I honestly think it's a game design thing almost more than anything. Few games have that ephemeral something else that can really draw you in. It's also something very specific to the individual.
Clive Barker's Undying had a similar effect, only with pants-wetting nervousness.
The Pipe Vault|Twitter|Steam|Backloggery|3DS:1332-7703-1083
The whole not seeing the game behind the game thing is something I wish I could re-experience.
I feel jaded and indifferent to JRPG's that would capture me 10 years earlier. Maybe it's growing up, maybe I've played too many games.
Trying to recreate that "first time, totally immersed" feeling is impossible. Keep chasing that high you drug addicts.
Final Fantasy XI -> Carbuncle - Samash
What would be fun is understanding the rules on a different level, like shoegaze's son does (and my brother with Age of Empires 2, he actually saw human reasoning in the AI; it fucking baffled me, especially because he was in his late teens at the time). I'd love to understand game worlds on a human level instead of the coldly logical sense I have about them now. And it's really the immaturity of games that gets in the way of this.

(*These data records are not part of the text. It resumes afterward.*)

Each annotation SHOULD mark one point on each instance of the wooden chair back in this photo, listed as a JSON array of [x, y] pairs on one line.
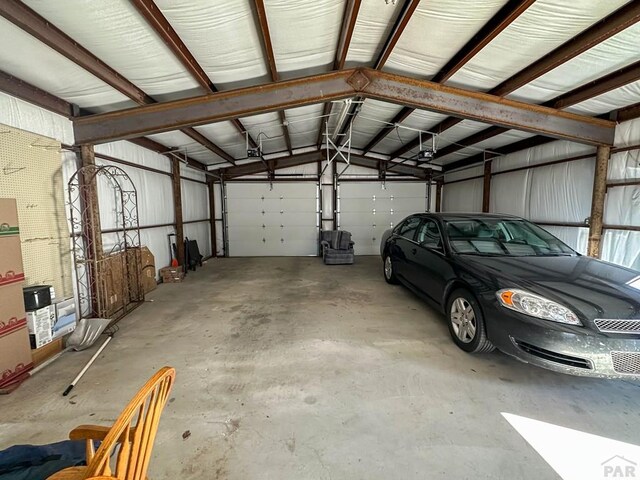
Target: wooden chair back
[[125, 451]]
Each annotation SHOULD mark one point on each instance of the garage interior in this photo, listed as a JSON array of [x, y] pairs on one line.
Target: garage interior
[[251, 126]]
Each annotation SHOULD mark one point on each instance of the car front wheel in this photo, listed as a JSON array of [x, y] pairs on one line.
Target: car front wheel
[[388, 270], [466, 323]]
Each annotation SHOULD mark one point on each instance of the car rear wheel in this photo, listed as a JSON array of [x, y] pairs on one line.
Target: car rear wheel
[[466, 323], [388, 270]]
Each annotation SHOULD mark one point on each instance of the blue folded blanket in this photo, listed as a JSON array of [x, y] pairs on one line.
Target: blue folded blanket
[[37, 462]]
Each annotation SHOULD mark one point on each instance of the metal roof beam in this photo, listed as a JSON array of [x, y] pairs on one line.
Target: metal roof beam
[[338, 85], [35, 25], [398, 28], [617, 79], [351, 9], [156, 20], [501, 20], [614, 23], [32, 94], [271, 61]]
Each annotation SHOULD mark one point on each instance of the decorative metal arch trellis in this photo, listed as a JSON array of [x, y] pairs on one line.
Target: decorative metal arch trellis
[[109, 284]]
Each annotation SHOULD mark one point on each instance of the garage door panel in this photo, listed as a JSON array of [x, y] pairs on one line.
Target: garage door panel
[[272, 222], [367, 210]]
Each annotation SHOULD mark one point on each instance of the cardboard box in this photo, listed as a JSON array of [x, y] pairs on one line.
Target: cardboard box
[[41, 354], [15, 356], [65, 318], [8, 217], [148, 271], [11, 270], [11, 308], [39, 324], [171, 274]]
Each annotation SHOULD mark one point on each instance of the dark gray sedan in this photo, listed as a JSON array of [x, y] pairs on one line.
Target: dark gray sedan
[[505, 282]]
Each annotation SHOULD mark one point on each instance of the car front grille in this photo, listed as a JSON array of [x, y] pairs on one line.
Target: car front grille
[[626, 362], [553, 356], [618, 326]]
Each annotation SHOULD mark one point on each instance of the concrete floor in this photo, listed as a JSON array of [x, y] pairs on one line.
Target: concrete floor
[[289, 369]]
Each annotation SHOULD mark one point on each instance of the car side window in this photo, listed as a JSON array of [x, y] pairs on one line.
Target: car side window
[[408, 228], [429, 235]]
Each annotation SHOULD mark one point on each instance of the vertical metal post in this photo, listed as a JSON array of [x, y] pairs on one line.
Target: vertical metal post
[[212, 217], [486, 186], [439, 184], [597, 203], [335, 196], [225, 226], [91, 230], [177, 205]]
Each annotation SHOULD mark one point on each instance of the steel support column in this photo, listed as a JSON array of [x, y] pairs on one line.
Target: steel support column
[[212, 217], [597, 203], [439, 184], [91, 230], [486, 186], [177, 205]]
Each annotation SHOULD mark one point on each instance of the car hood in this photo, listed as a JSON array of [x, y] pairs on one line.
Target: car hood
[[596, 289]]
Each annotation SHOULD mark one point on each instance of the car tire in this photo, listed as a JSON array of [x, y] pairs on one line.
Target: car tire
[[388, 271], [466, 322]]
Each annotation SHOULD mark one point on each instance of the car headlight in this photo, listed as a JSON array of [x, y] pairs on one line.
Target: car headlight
[[536, 306]]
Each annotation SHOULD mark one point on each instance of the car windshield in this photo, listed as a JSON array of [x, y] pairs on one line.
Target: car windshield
[[502, 237]]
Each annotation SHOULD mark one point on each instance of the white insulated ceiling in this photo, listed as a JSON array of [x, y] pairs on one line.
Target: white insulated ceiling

The rules shouldn't give as predictable results as they do. It'd be really nice for there to be some ambiguity.
If the game world was a real world, I will be glad to fool myself and behave as such again.
amen
You HAVE to tell us how he reacts!
I lent the game to a friend of mine, it was his first RPG and I was actually quite surprised how much he got into it. He called me on my cell when he found out.